How Do You Find the Longest Common Subsequence of Two Strings in Java?

Strings are nothing but a combination of characters, and working on strings is a common part of a programmer’s life.

Questions related to strings are often asked in interviews. Whether it is about finding the next permutation or finding the longest common subsequence, you will find one or more questions related to strings in an interview.

Here, we are going to discuss one common problem i.e, printing the longest common subsequence.

One thing that you have to note here is that there is a difference when it comes to finding a common subsequence and printing longest common subsequence.

The Problem Statement

You will be given two strings and you will have to determine the longest common subsequence between the given strings. Also, keep in mind that the strings should be in the same order only.

A subsequence of a string is defined as the sequence of characters that you can derive from the string without changing any element of the string. The order of the other remaining string should be the same.

To understand the problem, consider the following example:

You are given two strings: string 1: AECFDEF and String 2: BACGDGBF

Now, the output of the program will be ACDF because, among all the other subsequences, it is the largest one.

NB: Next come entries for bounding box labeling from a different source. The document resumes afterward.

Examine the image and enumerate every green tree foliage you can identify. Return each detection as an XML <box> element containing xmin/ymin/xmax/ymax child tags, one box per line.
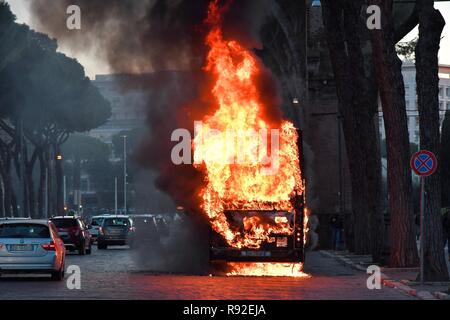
<box><xmin>396</xmin><ymin>37</ymin><xmax>419</xmax><ymax>61</ymax></box>
<box><xmin>0</xmin><ymin>1</ymin><xmax>111</xmax><ymax>215</ymax></box>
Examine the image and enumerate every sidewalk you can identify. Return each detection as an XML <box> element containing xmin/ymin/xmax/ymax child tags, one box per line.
<box><xmin>321</xmin><ymin>250</ymin><xmax>450</xmax><ymax>300</ymax></box>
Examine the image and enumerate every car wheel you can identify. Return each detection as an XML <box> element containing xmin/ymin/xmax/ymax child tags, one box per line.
<box><xmin>52</xmin><ymin>265</ymin><xmax>64</xmax><ymax>281</ymax></box>
<box><xmin>78</xmin><ymin>244</ymin><xmax>86</xmax><ymax>256</ymax></box>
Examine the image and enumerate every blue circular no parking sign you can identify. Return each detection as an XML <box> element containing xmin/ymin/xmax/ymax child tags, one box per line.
<box><xmin>411</xmin><ymin>150</ymin><xmax>437</xmax><ymax>177</ymax></box>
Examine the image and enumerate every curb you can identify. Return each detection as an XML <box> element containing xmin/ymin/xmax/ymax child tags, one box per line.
<box><xmin>320</xmin><ymin>250</ymin><xmax>450</xmax><ymax>300</ymax></box>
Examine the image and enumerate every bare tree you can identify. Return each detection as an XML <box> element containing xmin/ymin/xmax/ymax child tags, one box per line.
<box><xmin>369</xmin><ymin>0</ymin><xmax>418</xmax><ymax>267</ymax></box>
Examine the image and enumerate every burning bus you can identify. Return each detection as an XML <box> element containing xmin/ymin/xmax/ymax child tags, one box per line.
<box><xmin>188</xmin><ymin>1</ymin><xmax>306</xmax><ymax>275</ymax></box>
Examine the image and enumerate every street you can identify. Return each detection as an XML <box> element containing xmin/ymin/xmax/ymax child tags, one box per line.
<box><xmin>0</xmin><ymin>247</ymin><xmax>411</xmax><ymax>300</ymax></box>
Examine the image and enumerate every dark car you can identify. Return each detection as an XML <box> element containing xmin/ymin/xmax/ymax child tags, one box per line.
<box><xmin>50</xmin><ymin>216</ymin><xmax>92</xmax><ymax>255</ymax></box>
<box><xmin>97</xmin><ymin>216</ymin><xmax>135</xmax><ymax>250</ymax></box>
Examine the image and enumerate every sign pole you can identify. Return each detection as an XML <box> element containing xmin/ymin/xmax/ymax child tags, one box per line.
<box><xmin>410</xmin><ymin>150</ymin><xmax>438</xmax><ymax>284</ymax></box>
<box><xmin>420</xmin><ymin>177</ymin><xmax>425</xmax><ymax>284</ymax></box>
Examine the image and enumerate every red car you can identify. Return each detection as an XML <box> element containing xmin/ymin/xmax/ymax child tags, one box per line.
<box><xmin>50</xmin><ymin>216</ymin><xmax>92</xmax><ymax>255</ymax></box>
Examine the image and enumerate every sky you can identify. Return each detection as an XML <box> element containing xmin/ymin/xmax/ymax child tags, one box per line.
<box><xmin>6</xmin><ymin>0</ymin><xmax>450</xmax><ymax>78</ymax></box>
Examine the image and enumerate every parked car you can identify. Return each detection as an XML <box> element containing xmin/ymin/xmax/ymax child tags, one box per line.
<box><xmin>0</xmin><ymin>219</ymin><xmax>66</xmax><ymax>281</ymax></box>
<box><xmin>50</xmin><ymin>216</ymin><xmax>92</xmax><ymax>255</ymax></box>
<box><xmin>97</xmin><ymin>216</ymin><xmax>135</xmax><ymax>250</ymax></box>
<box><xmin>132</xmin><ymin>214</ymin><xmax>161</xmax><ymax>247</ymax></box>
<box><xmin>88</xmin><ymin>215</ymin><xmax>107</xmax><ymax>243</ymax></box>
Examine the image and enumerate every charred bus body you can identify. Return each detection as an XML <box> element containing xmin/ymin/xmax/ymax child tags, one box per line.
<box><xmin>209</xmin><ymin>130</ymin><xmax>306</xmax><ymax>264</ymax></box>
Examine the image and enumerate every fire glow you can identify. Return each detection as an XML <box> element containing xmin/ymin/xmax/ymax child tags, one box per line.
<box><xmin>193</xmin><ymin>1</ymin><xmax>305</xmax><ymax>276</ymax></box>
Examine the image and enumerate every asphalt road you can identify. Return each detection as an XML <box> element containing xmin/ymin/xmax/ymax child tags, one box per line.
<box><xmin>0</xmin><ymin>247</ymin><xmax>411</xmax><ymax>300</ymax></box>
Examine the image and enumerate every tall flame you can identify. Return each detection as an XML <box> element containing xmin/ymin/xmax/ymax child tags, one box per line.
<box><xmin>193</xmin><ymin>1</ymin><xmax>303</xmax><ymax>254</ymax></box>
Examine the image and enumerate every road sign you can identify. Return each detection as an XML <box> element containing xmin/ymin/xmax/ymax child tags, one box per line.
<box><xmin>411</xmin><ymin>150</ymin><xmax>437</xmax><ymax>284</ymax></box>
<box><xmin>411</xmin><ymin>150</ymin><xmax>437</xmax><ymax>177</ymax></box>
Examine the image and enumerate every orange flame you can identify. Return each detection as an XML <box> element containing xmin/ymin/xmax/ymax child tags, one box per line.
<box><xmin>227</xmin><ymin>262</ymin><xmax>310</xmax><ymax>278</ymax></box>
<box><xmin>193</xmin><ymin>1</ymin><xmax>304</xmax><ymax>252</ymax></box>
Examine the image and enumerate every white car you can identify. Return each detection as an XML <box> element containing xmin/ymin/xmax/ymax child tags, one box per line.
<box><xmin>0</xmin><ymin>219</ymin><xmax>66</xmax><ymax>281</ymax></box>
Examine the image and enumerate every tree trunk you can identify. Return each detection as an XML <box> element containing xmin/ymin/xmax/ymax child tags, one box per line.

So, now you may have an idea of what a subsequence of a string is. Let’s proceed with how you can find the longest common subsequence in two strings.

How To Find The Longest Common Subsequence In Two Strings

To find the longest common subsequence, you can use two methods. They are -

Simple approach
Dynamic Programming

Simple Approach

To find the longest common subsequence, a simple approach is followed, you need to check for each subsequence of string 1 and ascertain whether or not it is a subsequence of string 2.

Consider that the lengths of S1 and S2 subsequences are m and n respectively.

Here, the function will accept two sequences as its parameters and will use two iterators to traverse through the sequence.

Also, in this algorithm, things can get tricky when any of the lengths are not valid.

You will then have to check the present element in both iterators and if they are equal, you need to include it in the largest common subsequence. Also, recursively call the previous element in each string.

However, in case the iterators are not equal, you can not obtain LCS and include any present element in it.

Complexity Analysis

- Time Complexity: The time complexity of this method is O(2^(m+n)). Here, m and n are the lengths of the given strings.

- Space Complexity: Now that the algorithm uses no additional space, the space complexity of this method is calculated as O(1).

Dynamic Programming

While using a simple approach, there are times when the same subproblem is analyzed multiple times or when some problems may get overlapped. In that case, an effective solution is used.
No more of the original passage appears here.